"Listen," Delancy said, now thoroughly angry, "how do you get that way? Who the hell are you, checking up on me? You the Eye's moll?"
"Moll?" questioned the woman. "I do not understand."
"You don't understand!" Delancy scoffed. "Listen, babe, don't get high-hat with me or I'll slap you down."
"You would not be so foolish," she said scornfully. "The Eye would tear you into small pieces. He would—"
The flat voice of a police announcer came from the radio speaker and interrupted the threat:
"Warning to all cars. Be on the lookout for blue Buick sedan, nineteen thirty-nine model, red wheels, being driven by Raymond Delancy. Delancy is wanted for hold-up and murder. Wanted for hold-up and murder, Ray Delancy, height five feet eight inches, weighing one hundred eighty pounds—"
Delancy's hand shot out to the radio switch, cutting off the voice of the announcer. It was impossible! There had been no police at the Weedham plant. No cops had tailed them. No cops had seen that the gray sedan which had driven into Burkey's filling station had come out a blue sedan.
"A clean job, you said?" the woman with the green eyes mocked.

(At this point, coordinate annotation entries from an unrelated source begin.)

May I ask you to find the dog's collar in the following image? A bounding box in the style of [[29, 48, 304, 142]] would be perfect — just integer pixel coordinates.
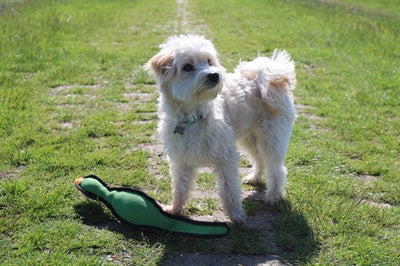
[[174, 114, 204, 135]]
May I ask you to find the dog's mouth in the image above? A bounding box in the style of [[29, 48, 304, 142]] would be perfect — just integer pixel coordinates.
[[204, 73, 220, 89]]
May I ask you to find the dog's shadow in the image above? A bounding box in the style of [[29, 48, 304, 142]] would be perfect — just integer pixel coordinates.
[[74, 190, 318, 264]]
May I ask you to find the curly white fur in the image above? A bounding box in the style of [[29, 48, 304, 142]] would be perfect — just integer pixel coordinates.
[[146, 35, 296, 222]]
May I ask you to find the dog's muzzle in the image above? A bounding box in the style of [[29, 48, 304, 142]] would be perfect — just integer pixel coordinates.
[[207, 73, 219, 88]]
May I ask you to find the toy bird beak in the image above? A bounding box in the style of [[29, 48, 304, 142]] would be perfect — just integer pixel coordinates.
[[74, 177, 83, 186]]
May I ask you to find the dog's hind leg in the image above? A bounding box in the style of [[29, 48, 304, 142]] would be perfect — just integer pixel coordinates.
[[255, 116, 292, 204], [168, 162, 197, 214], [238, 132, 265, 186], [213, 150, 245, 223]]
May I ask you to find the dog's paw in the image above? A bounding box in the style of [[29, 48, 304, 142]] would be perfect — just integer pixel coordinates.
[[265, 190, 283, 205], [243, 174, 262, 186]]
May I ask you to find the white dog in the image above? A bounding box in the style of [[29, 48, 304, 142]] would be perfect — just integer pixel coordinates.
[[146, 35, 296, 222]]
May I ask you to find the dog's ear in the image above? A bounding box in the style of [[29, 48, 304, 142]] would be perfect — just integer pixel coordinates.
[[145, 49, 174, 80]]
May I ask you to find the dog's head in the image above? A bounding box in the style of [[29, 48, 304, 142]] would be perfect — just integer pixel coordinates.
[[146, 35, 225, 104]]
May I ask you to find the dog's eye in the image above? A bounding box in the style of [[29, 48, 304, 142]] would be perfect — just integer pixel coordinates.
[[182, 64, 194, 72]]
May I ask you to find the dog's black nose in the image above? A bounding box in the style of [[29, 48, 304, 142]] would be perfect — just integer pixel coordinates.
[[207, 73, 219, 84]]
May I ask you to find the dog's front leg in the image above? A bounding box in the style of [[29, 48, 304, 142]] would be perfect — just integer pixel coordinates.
[[168, 162, 197, 214], [214, 151, 245, 223]]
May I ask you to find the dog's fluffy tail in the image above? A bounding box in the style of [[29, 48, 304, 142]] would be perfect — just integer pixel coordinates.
[[235, 50, 296, 115]]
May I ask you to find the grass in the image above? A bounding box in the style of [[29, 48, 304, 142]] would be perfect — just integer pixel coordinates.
[[0, 0, 400, 265]]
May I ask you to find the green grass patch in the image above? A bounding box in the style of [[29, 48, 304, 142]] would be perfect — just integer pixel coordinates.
[[0, 0, 400, 265]]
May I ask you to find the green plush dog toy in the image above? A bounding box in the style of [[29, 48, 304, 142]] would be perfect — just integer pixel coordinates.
[[75, 175, 229, 238]]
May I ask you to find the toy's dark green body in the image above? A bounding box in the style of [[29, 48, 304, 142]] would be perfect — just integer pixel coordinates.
[[75, 175, 229, 237]]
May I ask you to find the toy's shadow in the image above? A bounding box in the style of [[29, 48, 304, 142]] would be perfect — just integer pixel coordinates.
[[74, 191, 318, 264]]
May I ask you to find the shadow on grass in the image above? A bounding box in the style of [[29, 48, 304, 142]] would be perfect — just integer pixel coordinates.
[[74, 195, 318, 265]]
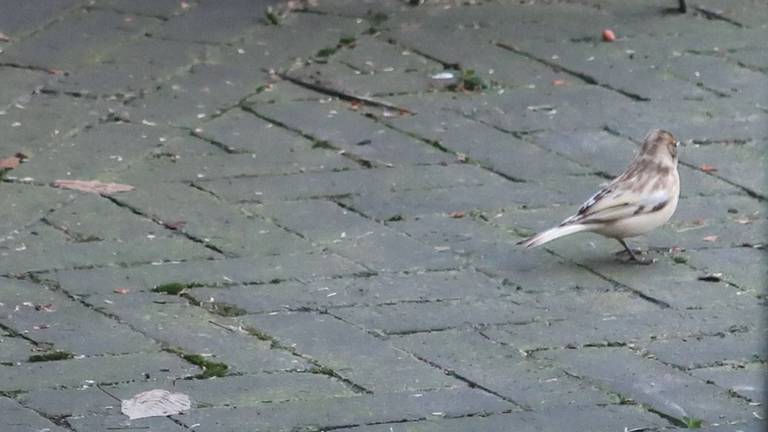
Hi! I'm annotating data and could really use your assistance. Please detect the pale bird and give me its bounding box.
[519,129,680,264]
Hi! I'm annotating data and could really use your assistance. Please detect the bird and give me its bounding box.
[518,129,680,264]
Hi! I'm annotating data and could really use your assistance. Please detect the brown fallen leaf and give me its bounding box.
[164,221,187,231]
[53,180,134,195]
[35,303,56,312]
[0,155,21,169]
[699,273,723,282]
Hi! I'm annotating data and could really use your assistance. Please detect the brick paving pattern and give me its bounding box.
[0,0,768,432]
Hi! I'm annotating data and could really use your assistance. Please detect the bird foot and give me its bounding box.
[614,249,656,265]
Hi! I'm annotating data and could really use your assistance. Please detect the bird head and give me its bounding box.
[640,129,680,163]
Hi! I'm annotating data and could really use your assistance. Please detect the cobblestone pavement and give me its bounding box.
[0,0,768,432]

One of the gunmen who crouched on the floor of the rear compartment cursed quietly and without interruption for nearly a minute. Delancy tramped nervously on the gas pedal.
"Don't worry, anybody," he said. "The heat's on, and I don't know how the hell the cops got that way, but it ain't the first time I've given them the shake. We'll go to Jack Carlson's garage. He'll get us out of this. It'll cost something, but hell, we've got lots of dough."